Resumo
- Comissão Europeia multou o AliExpress em 550 milhões de euros por descumprimento da Lei de Serviços Digitais (DSA).
- Segundo o órgão, a empresa não tomou medidas efetivas para combater a venda de produtos ilegais e falsificados na plataforma.
- O AliExpress tem até 20 de outubro para reestruturar processos internos e corrigir as violações identificadas, sob pena de novas sanções.
A Comissão Europeia multou o AliExpress em 550 milhões de euros (cerca de R$ 3,2 bilhões) pelo descumprimento de regras da Lei de Serviços Digitais (DSA, na sigla em inglês) quanto ao combate à venda de mercadorias ilegais, falsificadas ou que oferecem riscos aos consumidores europeus.
A penalidade é a mais alta já registrada desde que a lei entrou em vigor na União Europeia. O valor da multa supera o aplicado à também chinesa Temu em maio por infrações semelhantes, segundo o The Verge. A plataforma foi penalizada em mais de US$ 230 milhões (R$ 1,7 bilhão).
O órgão concluiu que a empresa não tomou medidas efetivas para reduzir a circulação desses produtos e que mantinha uma equipe insuficiente para verificar o próprio catálogo.
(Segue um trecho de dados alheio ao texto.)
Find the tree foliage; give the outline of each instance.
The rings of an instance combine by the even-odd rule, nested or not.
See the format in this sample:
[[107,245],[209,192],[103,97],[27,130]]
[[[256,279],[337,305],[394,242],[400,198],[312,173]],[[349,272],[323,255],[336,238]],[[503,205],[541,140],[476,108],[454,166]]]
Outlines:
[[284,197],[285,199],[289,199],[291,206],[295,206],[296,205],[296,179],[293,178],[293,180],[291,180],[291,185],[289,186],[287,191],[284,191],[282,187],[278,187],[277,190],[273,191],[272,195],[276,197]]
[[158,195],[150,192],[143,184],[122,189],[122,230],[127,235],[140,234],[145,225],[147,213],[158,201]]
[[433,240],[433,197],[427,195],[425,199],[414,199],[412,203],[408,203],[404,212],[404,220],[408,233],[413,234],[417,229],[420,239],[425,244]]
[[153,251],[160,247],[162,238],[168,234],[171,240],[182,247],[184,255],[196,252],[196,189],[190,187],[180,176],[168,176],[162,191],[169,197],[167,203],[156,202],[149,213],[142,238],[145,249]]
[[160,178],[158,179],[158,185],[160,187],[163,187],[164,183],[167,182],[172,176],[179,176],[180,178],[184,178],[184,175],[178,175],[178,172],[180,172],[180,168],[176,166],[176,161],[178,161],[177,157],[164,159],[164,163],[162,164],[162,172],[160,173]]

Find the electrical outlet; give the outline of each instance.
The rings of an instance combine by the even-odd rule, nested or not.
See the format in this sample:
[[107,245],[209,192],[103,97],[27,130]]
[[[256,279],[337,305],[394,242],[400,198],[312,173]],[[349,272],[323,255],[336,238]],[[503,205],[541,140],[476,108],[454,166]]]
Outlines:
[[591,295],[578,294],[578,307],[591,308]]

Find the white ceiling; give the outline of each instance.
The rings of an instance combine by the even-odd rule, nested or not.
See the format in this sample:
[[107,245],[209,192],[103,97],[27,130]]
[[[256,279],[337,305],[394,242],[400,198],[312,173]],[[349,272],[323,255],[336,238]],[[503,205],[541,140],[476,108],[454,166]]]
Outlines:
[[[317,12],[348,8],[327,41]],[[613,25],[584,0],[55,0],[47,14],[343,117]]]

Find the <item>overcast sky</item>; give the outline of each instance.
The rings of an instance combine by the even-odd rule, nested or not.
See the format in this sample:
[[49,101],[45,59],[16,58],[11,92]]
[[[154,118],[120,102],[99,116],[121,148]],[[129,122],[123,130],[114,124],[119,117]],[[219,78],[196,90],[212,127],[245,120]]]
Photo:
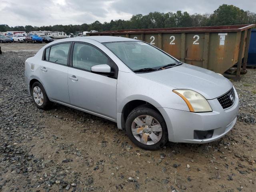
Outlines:
[[256,0],[0,0],[0,24],[33,26],[129,19],[133,14],[177,10],[211,13],[223,4],[256,12]]

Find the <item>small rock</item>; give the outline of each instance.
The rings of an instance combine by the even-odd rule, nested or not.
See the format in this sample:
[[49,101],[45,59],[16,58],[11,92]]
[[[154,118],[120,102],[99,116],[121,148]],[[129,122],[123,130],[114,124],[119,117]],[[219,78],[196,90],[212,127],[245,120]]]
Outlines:
[[177,168],[179,166],[180,166],[180,164],[177,164],[176,163],[174,163],[172,165],[172,167],[174,167],[174,168]]
[[70,185],[69,184],[66,187],[65,189],[67,191],[68,191],[68,190],[69,190],[69,188],[70,188]]

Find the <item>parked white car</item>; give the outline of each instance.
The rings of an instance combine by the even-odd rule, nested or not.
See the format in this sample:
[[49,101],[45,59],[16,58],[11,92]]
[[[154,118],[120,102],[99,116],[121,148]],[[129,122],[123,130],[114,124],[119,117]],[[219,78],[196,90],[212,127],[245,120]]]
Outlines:
[[14,35],[12,37],[12,42],[18,42],[19,43],[21,43],[22,42],[25,42],[26,41],[25,38],[26,37],[23,35]]

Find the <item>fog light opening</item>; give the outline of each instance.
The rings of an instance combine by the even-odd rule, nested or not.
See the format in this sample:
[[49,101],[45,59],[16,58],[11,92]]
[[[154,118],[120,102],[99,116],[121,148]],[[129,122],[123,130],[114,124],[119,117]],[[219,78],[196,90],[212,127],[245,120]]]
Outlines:
[[207,139],[212,137],[214,129],[208,131],[194,131],[194,139]]

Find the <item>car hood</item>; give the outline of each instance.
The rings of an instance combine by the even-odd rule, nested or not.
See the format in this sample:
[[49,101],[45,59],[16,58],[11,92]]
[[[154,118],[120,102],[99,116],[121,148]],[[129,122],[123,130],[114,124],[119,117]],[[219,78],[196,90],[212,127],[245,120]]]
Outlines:
[[209,70],[184,64],[179,66],[138,76],[173,87],[196,91],[206,99],[219,97],[233,86],[226,78]]

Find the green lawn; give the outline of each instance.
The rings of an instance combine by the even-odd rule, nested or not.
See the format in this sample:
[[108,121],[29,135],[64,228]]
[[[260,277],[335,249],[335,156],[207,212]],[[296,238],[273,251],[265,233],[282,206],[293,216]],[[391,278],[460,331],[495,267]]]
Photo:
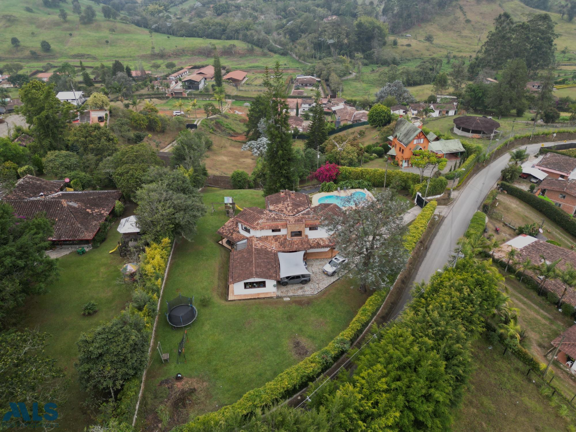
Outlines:
[[[31,298],[23,309],[23,327],[52,335],[46,354],[58,359],[71,380],[68,400],[58,407],[59,430],[77,432],[90,422],[81,406],[86,395],[80,389],[74,367],[78,357],[76,341],[81,333],[117,315],[131,295],[129,289],[118,283],[124,259],[118,251],[108,253],[120,239],[118,226],[118,222],[112,225],[100,247],[81,256],[73,252],[60,258],[59,279],[51,284],[47,294]],[[90,300],[98,304],[99,310],[85,317],[82,306]]]
[[[204,202],[222,202],[232,195],[241,207],[264,206],[262,192],[222,191],[209,188]],[[305,355],[325,346],[343,329],[367,296],[353,289],[348,279],[341,280],[320,294],[294,298],[228,302],[228,262],[230,252],[217,244],[216,230],[227,220],[221,210],[209,211],[198,222],[198,234],[192,242],[179,242],[174,252],[162,297],[180,293],[195,297],[198,317],[188,330],[187,362],[176,364],[176,348],[181,331],[172,330],[162,314],[156,340],[170,354],[170,363],[162,365],[153,353],[146,384],[144,418],[153,412],[166,395],[162,380],[177,372],[194,380],[203,389],[201,402],[191,407],[192,414],[213,411],[236,401],[247,391],[262,385]],[[203,305],[200,299],[209,299]],[[297,352],[295,344],[305,352]],[[184,421],[185,419],[183,419]]]
[[[528,367],[500,344],[473,344],[472,373],[460,407],[453,409],[453,432],[565,432],[569,424],[525,377]],[[534,379],[537,379],[535,378]]]

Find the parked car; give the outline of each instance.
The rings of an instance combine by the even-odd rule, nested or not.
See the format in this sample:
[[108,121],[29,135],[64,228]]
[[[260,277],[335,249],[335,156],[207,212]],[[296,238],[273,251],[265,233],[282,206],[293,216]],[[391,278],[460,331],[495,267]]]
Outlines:
[[310,282],[310,275],[295,275],[294,276],[287,276],[285,278],[280,278],[280,285],[286,286],[289,283],[301,283],[305,285]]
[[340,266],[347,261],[348,261],[347,258],[344,258],[343,256],[340,256],[340,255],[336,255],[330,260],[328,262],[328,264],[324,266],[322,271],[324,272],[324,274],[327,274],[328,276],[334,276],[336,272],[338,271]]

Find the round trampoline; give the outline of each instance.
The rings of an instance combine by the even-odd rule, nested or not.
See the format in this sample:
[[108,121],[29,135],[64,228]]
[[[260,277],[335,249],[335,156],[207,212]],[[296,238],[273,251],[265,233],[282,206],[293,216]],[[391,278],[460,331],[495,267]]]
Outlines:
[[174,300],[166,301],[166,304],[168,306],[166,319],[173,327],[183,327],[191,324],[198,314],[194,307],[194,297],[191,299],[179,294]]

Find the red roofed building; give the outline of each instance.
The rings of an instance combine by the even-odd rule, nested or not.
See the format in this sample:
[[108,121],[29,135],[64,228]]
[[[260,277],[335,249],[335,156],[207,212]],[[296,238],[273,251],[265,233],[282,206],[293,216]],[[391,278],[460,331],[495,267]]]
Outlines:
[[58,244],[89,242],[100,223],[114,209],[120,191],[67,191],[63,180],[50,181],[29,175],[20,179],[2,200],[18,216],[33,218],[39,212],[54,221],[48,240]]

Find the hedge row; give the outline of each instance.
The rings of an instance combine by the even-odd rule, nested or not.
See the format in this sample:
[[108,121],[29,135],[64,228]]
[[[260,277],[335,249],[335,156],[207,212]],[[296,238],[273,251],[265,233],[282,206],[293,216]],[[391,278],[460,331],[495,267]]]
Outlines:
[[[405,187],[404,189],[410,190],[410,187],[420,182],[420,176],[415,173],[401,171],[399,169],[386,170],[381,168],[361,168],[351,166],[339,167],[340,174],[338,175],[338,181],[344,181],[348,180],[363,180],[369,181],[376,187],[384,187],[391,185],[396,180],[401,181]],[[384,184],[384,177],[386,177],[386,184]],[[406,187],[408,186],[408,187]]]
[[576,236],[576,222],[574,221],[571,216],[564,210],[560,210],[559,207],[548,201],[541,199],[537,195],[532,195],[529,192],[513,186],[510,183],[501,181],[498,185],[510,195],[516,196],[534,207],[545,216],[550,218],[552,222],[558,223],[573,236]]
[[[446,190],[446,187],[448,185],[448,180],[445,177],[438,177],[435,179],[430,179],[430,185],[428,185],[428,181],[424,181],[422,183],[415,184],[411,190],[412,196],[416,196],[417,192],[420,192],[423,196],[426,194],[426,196],[436,196],[442,195]],[[426,192],[426,187],[428,191]]]
[[482,211],[484,213],[488,213],[488,211],[490,209],[490,206],[492,205],[492,203],[494,202],[496,199],[496,196],[498,194],[498,190],[492,189],[486,196],[486,199],[484,200],[484,202],[482,203]]
[[[342,166],[340,167],[340,169],[348,168]],[[351,169],[367,169],[351,168]],[[410,173],[400,173],[410,174]],[[418,175],[414,175],[419,179]],[[423,223],[425,225],[427,225],[428,221],[434,214],[435,207],[435,201],[430,202],[419,215],[418,218],[420,219],[418,223],[415,220],[412,226],[415,224],[416,226],[421,226]],[[427,210],[427,209],[429,210]],[[422,214],[424,215],[422,215]],[[428,219],[425,223],[424,220],[426,217]],[[413,235],[410,236],[407,240],[407,242],[410,242],[411,247],[407,245],[407,249],[411,251],[414,249],[425,230],[425,226],[423,229],[417,230],[415,228]],[[197,417],[192,422],[173,429],[173,432],[177,431],[200,432],[219,424],[225,423],[234,418],[257,415],[264,410],[273,406],[296,392],[308,382],[315,380],[323,372],[329,368],[340,355],[350,348],[350,345],[360,335],[382,305],[387,294],[387,291],[378,290],[369,297],[364,305],[358,310],[348,327],[332,339],[325,347],[306,357],[300,363],[289,367],[263,386],[247,392],[234,403],[228,405],[214,412],[210,412]]]
[[426,230],[428,223],[432,218],[437,205],[438,203],[435,200],[428,203],[408,227],[408,232],[404,236],[404,245],[410,252],[414,249],[418,240]]
[[470,224],[464,233],[464,237],[482,236],[486,228],[486,215],[482,211],[476,211],[470,219]]

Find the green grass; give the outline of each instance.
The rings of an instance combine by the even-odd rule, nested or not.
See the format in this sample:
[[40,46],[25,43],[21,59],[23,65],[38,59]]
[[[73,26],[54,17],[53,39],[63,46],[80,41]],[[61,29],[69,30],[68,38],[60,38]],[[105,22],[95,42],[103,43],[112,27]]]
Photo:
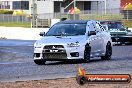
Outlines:
[[31,23],[30,22],[0,22],[0,26],[30,28]]

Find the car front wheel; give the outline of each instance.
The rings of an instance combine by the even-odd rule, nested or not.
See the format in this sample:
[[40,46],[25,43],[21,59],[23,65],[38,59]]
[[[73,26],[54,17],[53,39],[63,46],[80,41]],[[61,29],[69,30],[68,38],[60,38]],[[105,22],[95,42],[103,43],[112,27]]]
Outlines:
[[86,63],[90,61],[90,52],[91,52],[91,47],[89,46],[89,44],[86,44],[84,50],[84,61]]

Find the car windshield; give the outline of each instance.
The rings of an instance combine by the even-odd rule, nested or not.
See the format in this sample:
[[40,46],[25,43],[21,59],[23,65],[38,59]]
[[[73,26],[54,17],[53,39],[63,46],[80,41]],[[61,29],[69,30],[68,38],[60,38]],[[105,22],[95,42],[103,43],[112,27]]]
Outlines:
[[123,28],[121,22],[101,22],[103,25],[108,25],[108,29],[121,29]]
[[56,24],[45,36],[75,36],[85,35],[86,24]]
A investigação apontou que o AliExpress levava semanas para remover brinquedos inseguros e cosméticos perigosos, mesmo após as irregularidades terem sido confirmadas.
O AliExpress terá até 20 de outubro para reestruturar processos internos e corrigir as violações identificadas durante a auditoria. Até essa data, a plataforma deverá comprovar a adoção de filtros proativos e o reforço das equipes responsáveis pela moderação dos anúncios. Sem o cumprimento das determinações, o marketplace poderá receber novas sanções.
AliExpress falhou no cumprimento da DSA

Ao anunciar a decisão, o bloco rejeitou a justificativa da empresa de que o tamanho da plataforma tornaria inevitável a presença de produtos irregulares nos resultados de busca.
“A disseminação de roupas falsificadas, brinquedos inseguros, cosméticos perigosos e outros produtos ilegais e nocivos não é um custo inevitável das compras online”, afirmou a chefe de tecnologia da União Europeia, Henna Virkkunen. Segundo ela, esse problema é “uma falha do AliExpress” no cumprimento de obrigações da DSA.
A autoridade também cobrou padrões mais rigorosos na fiscalização dos anúncios publicados no marketplace. “Os riscos devem ser identificados e abordados sistematicamente para garantir que os consumidores possam comprar online com segurança”, acrescentou Henna, que diz que “escala não é uma desculpa”.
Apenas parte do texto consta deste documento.